Let's try the following:
Suppose we have an m times n grid grid with p different colors. First we work row by row with the following algorithm:
Column reduction
- Drag the piece at (1,1) to (1,2), then (1,2) to (1,3) and so on until you reach (1, n)
- Drag the piece at (1,1) the same way to (1,n-1).
- Continue till you reach (1, n-p) with the piece moved.
The first step is guaranteed to move the color that was originally at (1,1) to (1,n) and collect all pieces of the same color on its way. The succeeding steps collect the remaining colors. After this part of the algorithm we are guaranteed to have only the columns p to n filled, each with a different color.
This we repeat for the remaining m-1 rows. After that the columns 1 to n-p-1 are guaranteed to be empty.
Row reduction
Now we repeat the same process with the columns, i.e. drag (1, j) to (m, j) for all j >= n-p and then drag (1,j) to (m-1, j).
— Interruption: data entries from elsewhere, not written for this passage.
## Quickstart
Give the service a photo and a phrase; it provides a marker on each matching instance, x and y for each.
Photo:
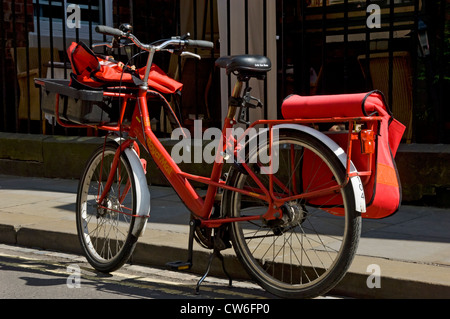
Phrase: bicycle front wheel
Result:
(308, 250)
(105, 228)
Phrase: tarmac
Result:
(410, 249)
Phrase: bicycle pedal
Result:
(179, 265)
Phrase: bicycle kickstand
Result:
(218, 246)
(215, 253)
(185, 265)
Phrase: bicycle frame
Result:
(201, 207)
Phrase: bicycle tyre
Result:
(105, 231)
(303, 275)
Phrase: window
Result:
(92, 13)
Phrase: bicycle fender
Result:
(142, 192)
(358, 190)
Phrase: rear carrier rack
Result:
(85, 106)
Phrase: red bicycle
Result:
(293, 220)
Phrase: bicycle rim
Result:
(104, 229)
(307, 251)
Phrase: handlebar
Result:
(201, 44)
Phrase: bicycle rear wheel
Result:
(307, 251)
(105, 229)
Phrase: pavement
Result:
(410, 249)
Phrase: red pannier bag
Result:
(382, 188)
(94, 71)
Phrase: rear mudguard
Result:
(142, 191)
(358, 190)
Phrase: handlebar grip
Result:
(200, 44)
(109, 31)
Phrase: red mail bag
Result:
(96, 71)
(382, 188)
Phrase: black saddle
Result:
(245, 66)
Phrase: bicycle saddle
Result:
(245, 65)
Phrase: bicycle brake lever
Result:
(190, 55)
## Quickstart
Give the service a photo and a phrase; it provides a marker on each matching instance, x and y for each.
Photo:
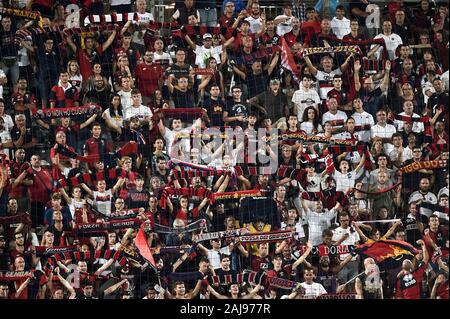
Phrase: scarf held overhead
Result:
(44, 114)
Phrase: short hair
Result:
(327, 233)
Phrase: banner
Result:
(15, 275)
(267, 237)
(323, 250)
(235, 195)
(44, 114)
(142, 244)
(32, 15)
(346, 49)
(49, 251)
(417, 166)
(337, 296)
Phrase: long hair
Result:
(111, 108)
(316, 117)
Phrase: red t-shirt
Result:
(147, 76)
(39, 191)
(86, 61)
(408, 287)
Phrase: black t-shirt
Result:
(256, 83)
(236, 109)
(101, 97)
(137, 199)
(412, 232)
(215, 110)
(8, 46)
(183, 99)
(371, 100)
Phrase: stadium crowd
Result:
(112, 186)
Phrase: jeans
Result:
(208, 17)
(12, 72)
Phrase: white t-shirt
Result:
(299, 231)
(214, 256)
(364, 118)
(255, 24)
(2, 75)
(102, 201)
(119, 2)
(345, 181)
(353, 239)
(118, 120)
(125, 99)
(317, 223)
(9, 124)
(425, 198)
(313, 291)
(172, 144)
(202, 54)
(417, 126)
(302, 99)
(384, 132)
(340, 27)
(142, 112)
(407, 154)
(392, 42)
(163, 58)
(285, 27)
(326, 81)
(444, 78)
(5, 136)
(308, 127)
(328, 116)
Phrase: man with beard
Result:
(148, 76)
(424, 196)
(304, 97)
(284, 21)
(22, 220)
(409, 280)
(295, 35)
(138, 197)
(99, 94)
(236, 111)
(412, 180)
(326, 75)
(273, 104)
(371, 97)
(369, 284)
(173, 137)
(439, 100)
(39, 190)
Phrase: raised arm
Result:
(190, 42)
(87, 189)
(110, 40)
(392, 229)
(360, 232)
(194, 293)
(303, 257)
(215, 293)
(114, 287)
(118, 185)
(385, 83)
(357, 68)
(311, 66)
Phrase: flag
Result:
(388, 254)
(287, 60)
(142, 245)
After this part we are guaranteed to have only filled a p times p subgrid.
Full grid search
Now we collect each different color by brute force: Move (p,p) to (p,p+1), (p, p+2), ... (p, n) and then to (p + 1, n), (p+1, n-1), ..., (p+1, p) and then to (p+2, p), ..., (p+2, n) and so on until we reach either (m, p) or (m,n), depending wether p is even or odd.
This step we repeat p times, only that we stop each time on field short of the last one.
As a result only the remaining p fields are filled and each contains a stack of the same color. Problem solved.
To estimate the complexity:
- The row moving part requires n + n-1 + n-2 + ... + n-p= n*(n+1)/2 - (n-p)*(n-p+1)/2=np+(p^2+p)/2=O(n^2) moves per row, hence O(mn^2).
- The column moving part similarly requires O(nm^2) moves.
- The final moving requires p^2 moves for each color, i.e. O(p^3).
If q = max(n,m,p) the complexity is O(q^3).
Note: If we do not know p we could immediately start with the full grid search. We still remain in complexity O(q^3). If, however, p << n or p << m the column and row reduction will reduce the practical complexity greatly.